This application relates generally to mechanically assisted circulation (MAC) systems, and more specifically to blood pumps that employ a hollow rotor. The use of a hollow rotor may reduce power consumption via placement of one or more drive magnets close to the outer surface of the hollow rotor thereby resulting in close coupling between the one or more drive magnets and a motor stator used to rotate the hollow rotor.
Ventricular assist devices, known as VADs, often include an implantable blood pump and are used for both short-term (i.e., days, months) and long-term applications (i.e., years or a lifetime) where a patient's heart is incapable of providing adequate circulation, commonly referred to as heart failure or congestive heart failure. According to the American Heart Association, more than five million Americans are living with heart failure, with about 670,000 new cases diagnosed every year. People with heart failure often have shortness of breath and fatigue. Years of living with blocked arteries or high blood pressure can leave a heart too weak to pump enough blood to the body. As symptoms worsen, advanced heart failure develops.

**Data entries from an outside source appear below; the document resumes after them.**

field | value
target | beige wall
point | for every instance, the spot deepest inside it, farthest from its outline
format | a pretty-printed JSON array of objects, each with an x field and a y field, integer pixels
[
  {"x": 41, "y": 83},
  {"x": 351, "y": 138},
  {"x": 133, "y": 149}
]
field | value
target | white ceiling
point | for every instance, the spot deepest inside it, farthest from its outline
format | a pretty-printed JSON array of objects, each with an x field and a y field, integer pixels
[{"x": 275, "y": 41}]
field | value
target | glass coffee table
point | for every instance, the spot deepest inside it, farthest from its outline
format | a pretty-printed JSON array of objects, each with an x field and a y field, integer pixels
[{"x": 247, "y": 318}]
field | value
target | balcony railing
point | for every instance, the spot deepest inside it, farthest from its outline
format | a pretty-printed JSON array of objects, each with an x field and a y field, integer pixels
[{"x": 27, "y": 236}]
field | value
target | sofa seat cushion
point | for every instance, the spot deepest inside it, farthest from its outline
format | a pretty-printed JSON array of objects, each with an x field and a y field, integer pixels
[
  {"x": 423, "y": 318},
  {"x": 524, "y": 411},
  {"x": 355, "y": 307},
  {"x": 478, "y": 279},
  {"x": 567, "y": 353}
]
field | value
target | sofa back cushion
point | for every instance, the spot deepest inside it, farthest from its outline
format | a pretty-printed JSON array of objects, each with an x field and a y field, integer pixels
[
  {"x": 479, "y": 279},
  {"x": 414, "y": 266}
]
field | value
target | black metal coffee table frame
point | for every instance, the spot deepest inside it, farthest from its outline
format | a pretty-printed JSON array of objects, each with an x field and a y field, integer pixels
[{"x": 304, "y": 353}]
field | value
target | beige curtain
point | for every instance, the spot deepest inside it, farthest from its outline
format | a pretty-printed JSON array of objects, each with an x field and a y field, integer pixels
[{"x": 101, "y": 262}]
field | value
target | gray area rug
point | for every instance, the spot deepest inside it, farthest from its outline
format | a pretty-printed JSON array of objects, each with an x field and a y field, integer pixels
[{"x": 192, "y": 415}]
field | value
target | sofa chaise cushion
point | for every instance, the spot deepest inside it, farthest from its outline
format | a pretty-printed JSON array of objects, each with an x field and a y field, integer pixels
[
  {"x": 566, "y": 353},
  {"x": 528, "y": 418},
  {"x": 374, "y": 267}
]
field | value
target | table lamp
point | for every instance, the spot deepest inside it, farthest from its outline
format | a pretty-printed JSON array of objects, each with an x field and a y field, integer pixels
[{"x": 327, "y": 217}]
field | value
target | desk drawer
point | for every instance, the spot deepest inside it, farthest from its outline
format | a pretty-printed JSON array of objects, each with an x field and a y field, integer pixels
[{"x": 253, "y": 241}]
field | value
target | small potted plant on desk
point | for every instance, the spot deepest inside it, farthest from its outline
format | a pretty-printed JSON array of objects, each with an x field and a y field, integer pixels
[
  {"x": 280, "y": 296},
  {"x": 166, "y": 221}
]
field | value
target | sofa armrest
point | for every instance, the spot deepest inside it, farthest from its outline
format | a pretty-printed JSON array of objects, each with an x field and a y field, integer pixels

A patient suffering from heart failure may use a VAD while awaiting a heart transplant or as a long term destination therapy. In another example, a patient may use a VAD while recovering from heart surgery. Thus, a VAD can supplement a weak heart (i.e., partial support) or can effectively replace the patient's heart's function. In view of the critical nature of the support provided by a MAC system, it is essential that power supplied to the MAC system not be interrupted for any significant period of time so as to avoid endangering the life of the patient.
VADs can be implanted in the patient's body and powered by an electrical power source inside or outside the patient's body. The power sources used can include alternating current sources such as utility provided electrical power. The use of utility provided power, however, often involves the use of a power cord, which tends to limit the travel freedom of the patient. To enable increased patient travel freedom, patient-worn batteries can be used to power a VAD for a time period limited by the power storage capacity of the batteries and the rate of power consumption by the VAD. Thus, the limits imposed on the travel freedom of the patient are based at least in part on the time period that the VAD can be operated via the patient worn batteries prior to the batteries needing to be recharged. It is therefore desirable for a VAD to have a low power consumption rate (i.e. higher power efficiency) so as to provide a longer time period before the patient-worn batteries need to be recharged.